CMU-SAFARI / DRAM-Bender

DRAM Bender is the first open source DRAM testing infrastructure that can be used to easily and comprehensively test state-of-the-art HBM2 chips and DDR4 modules of different form factors. Six prototypes are available on different FPGA boards. Described in our preprint: https://arxiv.org/pdf/2211.05838.pdf
MIT License
55 stars 12 forks source link

XDMA error: the kernel is correct but the device is not detected. #1

Closed Ranyang-Zhou closed 1 year ago

Ranyang-Zhou commented 1 year ago

Hi everyone, We met a problem about the XDMA when we followed the tutorial:https://github.com/CMU-SAFARI/DRAM-Bender. The error report is that: the kernel is correct but the device is not detected. The environment we tried is shown as following: Vivado 2020.1, 2020.2, and 2022.2 Ubuntu 20.04 & 18.04(kernel 5.15 and 5.14) XRT for Ubuntu 20.04https://www.xilinx.com/products/boards-and-kits/alveo/u200.html#gettingStarted Xilinx Runtime Deployment Target Platform Development Target Platform XRT for Ubuntu 18.04https://www.xilinx.com/products/boards-and-kits/alveo/u200.html#gettingStarted Xilinx Runtime Deployment Target Platform Development Target Platform XRT Ubuntu 18.04 GitHub Installation https://xilinx.github.io/XRT/master/html/install.html Alveo U200 (2020.1 XDMA https://www.xilinx.com/products/boards-and-kits/alveo/package-files-archive/u200-2020-1.html https://www.omgubuntu.co.uk/2020/08/ubuntu-18-04-5-lts-released-with-linux-kernel-5-4

We also watched the video about DRAM-Bender: https://www.youtube.com/watch?v=FklVEsfdZCI

olgunataberk commented 1 year ago

Hi Ranyang,

It looks like you have tested almost everything to see if the board is working. I am suspecting that the board might be faulty or the physical connection with the board is unreliable given the error message suggests so and assuming that you do not observe the expected functionality after carefully following through the steps in our repository or in Xilinx example designs. Please make sure that the physical connection is reliable.
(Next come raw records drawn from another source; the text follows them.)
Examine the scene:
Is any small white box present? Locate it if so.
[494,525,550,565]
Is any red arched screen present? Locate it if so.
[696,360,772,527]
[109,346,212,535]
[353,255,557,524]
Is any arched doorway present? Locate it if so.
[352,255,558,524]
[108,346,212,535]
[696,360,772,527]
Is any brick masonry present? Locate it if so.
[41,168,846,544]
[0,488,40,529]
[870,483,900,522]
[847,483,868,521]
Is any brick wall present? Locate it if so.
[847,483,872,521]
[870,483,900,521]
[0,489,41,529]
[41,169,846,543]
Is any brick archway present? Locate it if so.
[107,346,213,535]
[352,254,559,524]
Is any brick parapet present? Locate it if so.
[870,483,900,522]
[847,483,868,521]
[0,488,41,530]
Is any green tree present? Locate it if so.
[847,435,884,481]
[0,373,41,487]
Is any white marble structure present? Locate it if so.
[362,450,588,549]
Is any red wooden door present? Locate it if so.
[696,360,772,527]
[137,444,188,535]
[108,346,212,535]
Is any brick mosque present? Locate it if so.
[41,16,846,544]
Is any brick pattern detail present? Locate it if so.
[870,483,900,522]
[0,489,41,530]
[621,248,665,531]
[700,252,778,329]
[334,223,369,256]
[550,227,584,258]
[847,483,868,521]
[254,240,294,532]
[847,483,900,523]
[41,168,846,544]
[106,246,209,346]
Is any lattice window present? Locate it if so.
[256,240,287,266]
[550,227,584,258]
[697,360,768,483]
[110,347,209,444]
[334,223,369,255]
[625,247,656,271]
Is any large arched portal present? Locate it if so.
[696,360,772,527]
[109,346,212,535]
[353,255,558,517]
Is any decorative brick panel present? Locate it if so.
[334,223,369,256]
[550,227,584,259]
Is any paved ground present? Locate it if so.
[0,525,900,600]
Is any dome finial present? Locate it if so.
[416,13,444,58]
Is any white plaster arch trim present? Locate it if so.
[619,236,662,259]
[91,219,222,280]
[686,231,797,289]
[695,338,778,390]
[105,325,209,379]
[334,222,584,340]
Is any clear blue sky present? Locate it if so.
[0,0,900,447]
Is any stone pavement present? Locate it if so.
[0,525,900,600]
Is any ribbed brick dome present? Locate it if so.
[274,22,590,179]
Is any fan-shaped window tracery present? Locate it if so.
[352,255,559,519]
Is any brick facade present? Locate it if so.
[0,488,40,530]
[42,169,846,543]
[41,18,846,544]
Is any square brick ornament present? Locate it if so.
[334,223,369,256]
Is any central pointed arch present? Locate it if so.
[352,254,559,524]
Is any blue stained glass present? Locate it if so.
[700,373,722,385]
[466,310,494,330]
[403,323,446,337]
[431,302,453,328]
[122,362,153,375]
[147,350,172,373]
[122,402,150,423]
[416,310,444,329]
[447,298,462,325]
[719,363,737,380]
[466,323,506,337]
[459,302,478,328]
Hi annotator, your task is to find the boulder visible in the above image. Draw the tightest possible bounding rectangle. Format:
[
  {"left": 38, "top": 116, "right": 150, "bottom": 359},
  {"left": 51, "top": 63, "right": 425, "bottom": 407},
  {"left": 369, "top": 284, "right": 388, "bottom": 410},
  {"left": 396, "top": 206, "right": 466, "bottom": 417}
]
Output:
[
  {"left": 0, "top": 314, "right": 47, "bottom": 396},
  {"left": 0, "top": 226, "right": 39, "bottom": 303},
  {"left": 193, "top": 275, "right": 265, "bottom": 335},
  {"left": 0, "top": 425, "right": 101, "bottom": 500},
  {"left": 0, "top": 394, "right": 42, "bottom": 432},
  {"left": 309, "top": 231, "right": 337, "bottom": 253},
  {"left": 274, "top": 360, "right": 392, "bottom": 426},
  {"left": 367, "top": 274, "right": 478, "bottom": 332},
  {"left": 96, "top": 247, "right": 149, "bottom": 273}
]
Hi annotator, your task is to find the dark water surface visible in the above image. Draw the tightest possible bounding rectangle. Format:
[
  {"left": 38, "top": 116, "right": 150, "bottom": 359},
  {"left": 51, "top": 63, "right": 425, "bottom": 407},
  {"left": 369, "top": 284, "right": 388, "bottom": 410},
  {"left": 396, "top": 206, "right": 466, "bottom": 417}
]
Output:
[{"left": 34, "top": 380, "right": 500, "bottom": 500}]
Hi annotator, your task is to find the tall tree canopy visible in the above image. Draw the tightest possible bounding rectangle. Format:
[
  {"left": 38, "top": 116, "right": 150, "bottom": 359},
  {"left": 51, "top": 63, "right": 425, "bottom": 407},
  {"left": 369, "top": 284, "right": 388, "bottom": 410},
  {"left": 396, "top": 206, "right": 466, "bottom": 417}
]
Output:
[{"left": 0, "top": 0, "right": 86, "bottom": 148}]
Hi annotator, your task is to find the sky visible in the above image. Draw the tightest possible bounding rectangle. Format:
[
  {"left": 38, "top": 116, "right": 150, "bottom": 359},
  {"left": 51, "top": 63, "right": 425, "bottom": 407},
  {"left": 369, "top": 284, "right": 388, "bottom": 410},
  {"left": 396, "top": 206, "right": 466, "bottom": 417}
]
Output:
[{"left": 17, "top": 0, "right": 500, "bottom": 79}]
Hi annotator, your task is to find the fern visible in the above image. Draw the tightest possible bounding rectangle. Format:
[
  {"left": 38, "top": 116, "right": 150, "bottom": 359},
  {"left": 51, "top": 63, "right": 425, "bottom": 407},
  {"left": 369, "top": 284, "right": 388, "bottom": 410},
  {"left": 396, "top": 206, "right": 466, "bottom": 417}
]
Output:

We use only the XDMA drivers to communicate with our boards. Therefore I cannot really help with the XRT thrust of your testing.

I suppose you encounter the "kernel is correct but the device is not detected" error when you run the load_driver.sh script. Is that correct?

Please go through the following steps (perhaps once more) and let us know what you encounter after each step:

  1. Execute the programming script under the prebuilt directory: ./programFPGA.sh XCU200 C1 RDIMM 1R x4. This assumes that your U200 board has single-rank x4 RDIMMs plugged in.
  2. Reboot the computer.
  3. Reload the XDMA drivers: cd sources/xdma-driver && sudo ./load_driver.sh.
Ranyang-Zhou commented 1 year ago

Hi Ataberk,

I tried to find solution of the driver on Xilinx community but nothing helped. The host PC can recognize the FPGA and show the detailed information, but the driver cannot recognize it.

Followed your advice, I stuck at the first step, it shows "Please assign vivado executable's path to VIVADO_EXEC variable first!"

olgunataberk commented 1 year ago

The VIVADO_EXEC environment variable should point to the Vivado executable for the script you are using to run correctly.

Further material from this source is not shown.